Tiga penyidik KPK Novel Baswedan (ketiga kanan), Ambarita Damanik (keempat kanan), M Irwan Santoso (kelima kanan) saat dikonfrontasi dengan mantan anggota Komisi II DPR 2009-2014 Miryam S Haryani (kiri bawah) dalam sidang kasus korupsi E-KTP) (Foto Sigid Kurniawan)
Jakarta, kabarpolisi.com – Jaksa Penuntut Umum KPK meminta agar mantan anggota Komisi II DPR dari Fraksi Partai Hanura Miryam S Haryani ditahan karena memberikan keterangan palsu.
“Berdasarkan pasal 174 KUHAP, kami minta yang mulia menerapkan Miryam untuk ditetapkan sebagai saksi yang memberikan keterangan palsu dan dilakukan penahanan kepada yang bersangkutan,” kata Ketua tim JPU KPK Irene Putri dalam sidang di pengadilan Tindak Pidana Korupsi (Tipikor) Jakarta, Kamis.
Miryam pada hari ini menjadi saksi untuk kasus tindak pidana korupsi pengadaan pekerjaan KTP elektronik (KTP-E), namun ia mencabut semua Berita Acara Pemeriksaan (BAP) karena mengaku ditekan penyidik KPK saat diperiksa sebagai saksi di KPK.
Pasal 174 KUHAP menyebutkan “(1) Apabila keterangan saksi di sidang disangka palsu, hakim ketua sidang memperingatkan dengan sungguh-sungguh kepadanya supaya memberikan keterangan yang sebenarnya dan mengemukakan ancaman pidana yang dapat dikenakan kepadanya apabila ia tetap memberikan keterangan palsu.”
Ayat (2) Apabila saksi tetap pada keterangannya itu, hakim ketua sidang karena jabatannya atau atas permintaan penuntut umum atau terdakwa dapat memberi perintah supaya saksi itu ditahan untuk selanjutnya dituntut perkara dengan dakwaan sumpah palsu.
Ayat (3) Dalam hal yang demikian oleh panitera segera dibuat berita acara pemeriksaan sidang yang memuat keterangan saksi dengan menyebutkan alasan persangkaan, bahwa keterangan saksi itu adalah palsu dan berita acara tersebut ditandatangani oleh hakim ketua sidang serta panitera dan segera diserahkan kepada penuntut umum untuk diselesaikan menurut ketentuan undang-undang ini.
Ayat (4) Jika perlu hakim ketua sidang menangguhkan sidang dalam perkara semula sampai pemeriksaan perkara pidana terhadap saksi itu selesai.
Atas permintaan JPU KPK itu, majelis hakim meminta agar pemeriksaan saksi dilanjutkan lebih dulu.
“Majelis berpendapat mengenai apa yang disampaikan tadi, kami memandang perlu lebih lanjut kita dengar keterangan saksi-saksi lain sehingga tidak berhenti menempuh proses hukum saat ini,” kata ketua majelis hakim Jhon Halasan Butarbutar.
Dalam sidang, Miryam mencabut BAP dan membantah menerima uang dari terdakwa Sugihartao. “Saya tidak pernah menerima uang,” kata Miryam.
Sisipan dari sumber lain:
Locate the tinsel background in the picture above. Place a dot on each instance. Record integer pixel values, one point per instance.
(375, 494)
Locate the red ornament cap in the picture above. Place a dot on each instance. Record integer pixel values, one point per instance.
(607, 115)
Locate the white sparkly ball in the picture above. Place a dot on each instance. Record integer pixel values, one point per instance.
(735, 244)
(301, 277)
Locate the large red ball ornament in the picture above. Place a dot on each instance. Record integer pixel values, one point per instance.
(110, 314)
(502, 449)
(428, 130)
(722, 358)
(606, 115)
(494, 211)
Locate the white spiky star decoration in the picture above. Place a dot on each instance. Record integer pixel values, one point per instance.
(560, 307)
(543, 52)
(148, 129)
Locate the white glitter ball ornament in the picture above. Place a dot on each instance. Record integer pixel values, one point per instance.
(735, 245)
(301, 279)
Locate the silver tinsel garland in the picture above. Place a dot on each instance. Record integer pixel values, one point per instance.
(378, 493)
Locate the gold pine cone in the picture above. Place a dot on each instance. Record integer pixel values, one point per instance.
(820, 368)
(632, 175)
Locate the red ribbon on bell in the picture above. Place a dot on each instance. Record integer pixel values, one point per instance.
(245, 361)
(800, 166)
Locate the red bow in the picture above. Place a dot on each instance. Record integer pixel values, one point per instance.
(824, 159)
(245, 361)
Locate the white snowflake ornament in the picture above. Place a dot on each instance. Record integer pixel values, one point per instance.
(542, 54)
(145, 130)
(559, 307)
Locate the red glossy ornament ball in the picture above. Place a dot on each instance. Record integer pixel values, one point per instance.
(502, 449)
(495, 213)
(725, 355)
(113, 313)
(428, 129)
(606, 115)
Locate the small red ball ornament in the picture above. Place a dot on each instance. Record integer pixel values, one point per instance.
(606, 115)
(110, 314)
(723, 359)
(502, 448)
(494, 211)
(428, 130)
Atas keterangan itu, Sugiharto pun membantahnya.
“Bahwa saksi ini telah menerima 4 kali pemberian dari saya, uang yang pertama Rp1 miliar, kedua 500 ribu dolar AS, 100 ribu dolar AS, keempat, Rp5 miliar jadi ditotal 1,2 juta dolar AS,” kata Sugiharto.
Dikutip dari Antara.com dalam dakwaan disebutkan bahwa Miryam mendapat uang dari Sugiharto dan membagikan kepada 4 orang pimpinan komisi II DPR Chaeruman, Ganjar, Teguh, Taufik Effendi masing-masing 25 ribu dolar AS, 9 kapoksi masing-masing 14 ribu dolar AS termasuk ketua kelompok fraksi (kapoksi) merangkap pimpinan komisi, 50 anggota Komisi II DPR masing-masing 8 ribu dolar AS termasuk pimpinan komisi dan Kapoksi.
Terdakwa dalam kasus ini adalah mantan Direktur Jendera Kependudukan dan Pencatatan Sipil (Dukcapil) Kementerian Dalam Negeri (Kemendagri) dan mantan Direktur Pengelolaan Informasi Administrasi Kependudukan (PIAK) pada Dukcapil Kemendagri Sugiharto.
Selain keduanya, KPK juga baru menetapkan Andi Agustinus alias Andi Narogong sebagai tersangka kasus yang mengakibatkan kerugian keuangan negara sebesar Rp2,314 triliun dari total anggaran Rp5,95 triliun. (rizal/hamzah)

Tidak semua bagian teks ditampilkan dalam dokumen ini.